Uma menina magra, algo androgéna, algo sábia. Não se percebe quem cuida de
quem. Passo algum tempo com eles, numa praça com uma figueira, em secretas
ocupações; antes de partir, juntando-me a outro grupo, apercebo-me de que a
menina tem uma alma elástica e que, por isso, é de poucas falas.
Sigo agora
junto ao rio, com José. Estamos prestes a deixar a aldeia, rumo aos campos e abraço-o.
E esse abraço, que eu pretendia de paixão, congela-se num abraço estático de
estátuas, sem qualquer desejo. É o fim do amor e de uma era. Tenho medo de me
desfazer num montinho de pó e cinzas. É assim quando me abraçam e não me querem.
Mas sou a Virgem e, para me acudir, as árvores urdem um último estratagema, uma
última dança, estranha e belíssima, e tudo ao meu redor se transmuta em vidro. Até
o vento. Até o meu halo.
Graças às
árvores, sou capaz de continuar colina acima, acompanhada ainda por José e pela
estranha criança, que agora se junta a nós. Um silvano persegue-nos com os seus
passos subtis e selvagens. No topo da colina, um muro estreito, estreitíssimo. Proponho
à criança que o atravessemos e ela aceita jocosa, pois para além de ser também
ela muito estreita, tem como pés finas adagas. Demonstrando a facilidade do
desafio, a menina atravessa o muro e deita-se numa das suas extremidades. É a
minha vez, e não sei como hei-de fazer. Mas subitamente inspirada, ergo o meu
corpo numa acrobacia, pernas e braços flectidos em prece para os céus, e logo o
sol, apesar de ser de noite, encontra o seu caminho por entres as nuvens, apenas
para me iluminar, refractando a sua luz sobre mim, como sobre uma cúpula ou
redoma.
A menina continua deitada na
outra ponta do muro, levemente zombeteira, e então eu alço os pés (pois ainda
os possuo, sujeita que estou aos desvarios da carne) e alcanço o outro lado do
muro, incólume. Porém, ao chegar ao outro lado, tão contente me sinto, que
decido não pousar. Pairar e bailar no ar é uma das minhas proezas desde sempre,
mas jamais me atrevi a fazê-lo na presença de terceiros, por não querer causar
espanto. Afinal, trata-se de uma empresa fácil e deliciosa – basta assumir-se a
posição corporal da Virgem e dar o impulso certo ao corpo e podemos estar nisso
horas e horas, sem pousar os pés no solo. Que levitar requer esforço é uma
grande ilusão; o contrário, não-levitar, sim, é que requer esforço.
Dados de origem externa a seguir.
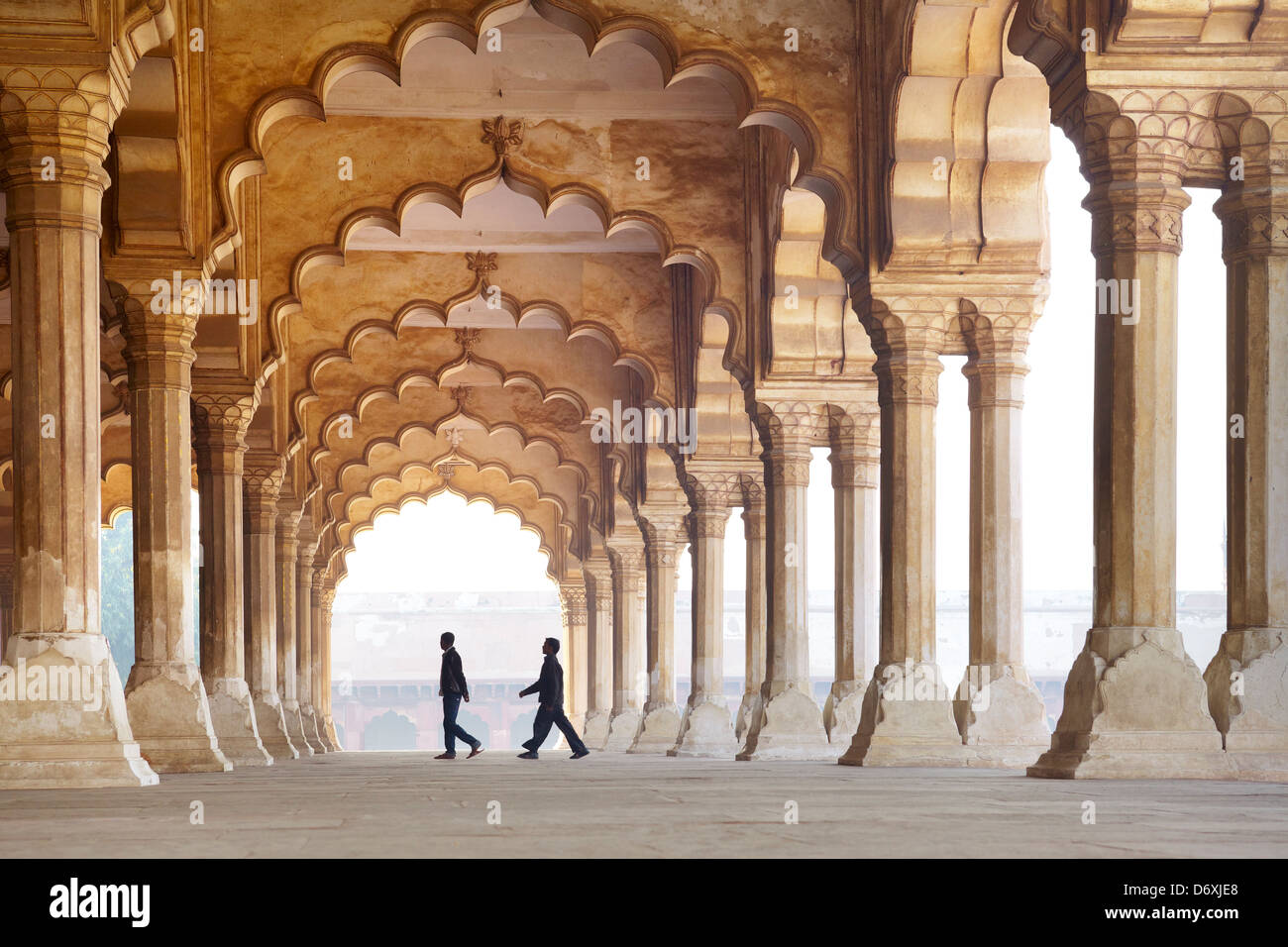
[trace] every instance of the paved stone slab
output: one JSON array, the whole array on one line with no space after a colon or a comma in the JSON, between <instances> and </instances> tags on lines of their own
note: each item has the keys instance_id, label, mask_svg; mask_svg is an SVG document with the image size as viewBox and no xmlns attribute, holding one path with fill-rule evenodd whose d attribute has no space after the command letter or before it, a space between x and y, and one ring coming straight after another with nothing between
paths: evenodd
<instances>
[{"instance_id":1,"label":"paved stone slab","mask_svg":"<svg viewBox=\"0 0 1288 947\"><path fill-rule=\"evenodd\" d=\"M0 792L12 857L1285 857L1288 786L491 751ZM205 825L189 822L192 803ZM1095 825L1083 823L1095 803ZM784 814L795 803L799 823ZM498 825L488 816L497 816Z\"/></svg>"}]
</instances>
Continuo a pairar. A minha mãe
também está e, por breves momentos, percebe como fazer e ri-se à medida que se
ergue pelos ares. Somos agora duas Virgens ridentes. Mas logo algo – uma mancha
branca informe – começa a agitar os matos em redor. Eu olho e torno a olhar e
não consigo distinguir nada. Olho e desejo com temor que essa mancha branca,
cada vez mais ruidosa, se revele. Mas nada. Existem mistérios vedados até para
uma Virgem. Apavorada, dou a mão à menina e a José, e corremos colina abaixo, enquanto
a mancha sacode ervas e árvores impiedosamente.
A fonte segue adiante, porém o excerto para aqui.